Quatro poemas do livro O Guru, de André Luiz Pinto

 por André Luiz Pinto__





CAIXA DE PANDORA




O mais aconselhável

é que se cozinhe, em banho-maria, a esperança.

Que se administre, gota a gota, a esperança.

Que a sirva crua, ciente

das especiarias

que não virão.

É costume também

comprá-la

em caixas, pois

ela é o pior

que nos reserva

e o que temos de pior.

Deprimente

que nossa espécie

tenha acabado assim

num formigueiro

e que um candeeiro

ainda se acenda.







AFASIA




O nome, esqueci, mas está na gaveta do armário.

Existe uma palavra para quando se entende

a coisa e não como se fala.

Parece um fogo brando –

e que a poesia ajuda, às vezes.

Nas horas mais agudas

costumo olhar para o céu

e assim ganhar tempo de tirar

da cartola a tal palavra.

Outra palavra parecida é perdão.

Yoga – em que reitero

calma & paz.







QUARENTENA




A casa não nos quer, olhe os sinais:

é o caso desse apartamento mal humorado

em que as prateleiras não sustentam mais os livros

a frigideira não desengordura. Há mais teflon que carne

em nossa comida e o varão quebrado das cortinas

só me explica como, se ninguém se pendura.

O sofá que não andava bem fazia tempo

decidiu morrer. São migalhas de pão

que eu varro do peito, feno no lugar

do cabelo, a cabeça cuspida de um lindo bebê.







DIA





Sábado. Dia de Santo Ântonio.

Do outro lado da rua, fiéis se aglomeram.

A igreja não está abarrotada, só cheia o suficiente.

São seis horas, e a garoa que corta a cidade é serena.

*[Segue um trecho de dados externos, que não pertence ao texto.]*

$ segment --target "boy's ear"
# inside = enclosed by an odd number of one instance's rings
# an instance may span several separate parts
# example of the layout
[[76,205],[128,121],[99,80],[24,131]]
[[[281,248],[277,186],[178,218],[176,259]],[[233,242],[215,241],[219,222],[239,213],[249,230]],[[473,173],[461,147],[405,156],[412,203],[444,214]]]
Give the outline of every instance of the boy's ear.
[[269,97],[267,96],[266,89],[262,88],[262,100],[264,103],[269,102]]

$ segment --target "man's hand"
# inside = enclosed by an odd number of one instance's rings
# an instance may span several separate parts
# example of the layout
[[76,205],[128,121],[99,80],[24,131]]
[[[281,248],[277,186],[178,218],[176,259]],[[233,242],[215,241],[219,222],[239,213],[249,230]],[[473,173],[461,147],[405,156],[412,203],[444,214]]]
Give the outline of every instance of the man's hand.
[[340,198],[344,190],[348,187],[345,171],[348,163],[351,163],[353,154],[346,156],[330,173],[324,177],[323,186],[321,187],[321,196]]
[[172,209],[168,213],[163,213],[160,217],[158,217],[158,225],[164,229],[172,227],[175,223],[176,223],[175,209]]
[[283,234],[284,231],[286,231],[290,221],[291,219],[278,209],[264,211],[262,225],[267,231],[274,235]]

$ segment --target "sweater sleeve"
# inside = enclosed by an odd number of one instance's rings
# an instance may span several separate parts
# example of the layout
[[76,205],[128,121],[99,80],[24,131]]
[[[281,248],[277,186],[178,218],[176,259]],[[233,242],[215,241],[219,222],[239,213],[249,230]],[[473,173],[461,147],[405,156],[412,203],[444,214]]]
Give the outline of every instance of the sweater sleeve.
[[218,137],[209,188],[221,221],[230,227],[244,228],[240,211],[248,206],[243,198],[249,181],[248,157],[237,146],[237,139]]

Faço o café. O segredo para um bom café

está em dar uma fervida prévia no bule

ainda mais com doze graus lá fora

como o hálito escovado de certas bocas

que a gente beija e se dá bem. E a neblina

se adensa, cerca nossa rua, e a igreja desaparece.



* O Guru, lançado em 2023 pela Editora Patuá.









André Luiz Pinto da Rocha nasceu em 1975, Rio. Doutor em Filosofia pela UERJ, leciona na FAETEC e SEEDUC/RJ. Dos livros de poemas, estão, entre outros: Flor à margem (1999), Primeiro de abril (2004), Isto (2005), Ao léu (2007), Terno novo (2012), Nós, os dinossauros (2016) e Migalha (2019), e Balanço, poemas reunidos (1990-2020). Seus poemas serviram também de tema para os filmes “André Luiz Pinto, esse sou eu” e “Autobiografias poético-políticas”, de 2019, por Alberto Pucheu.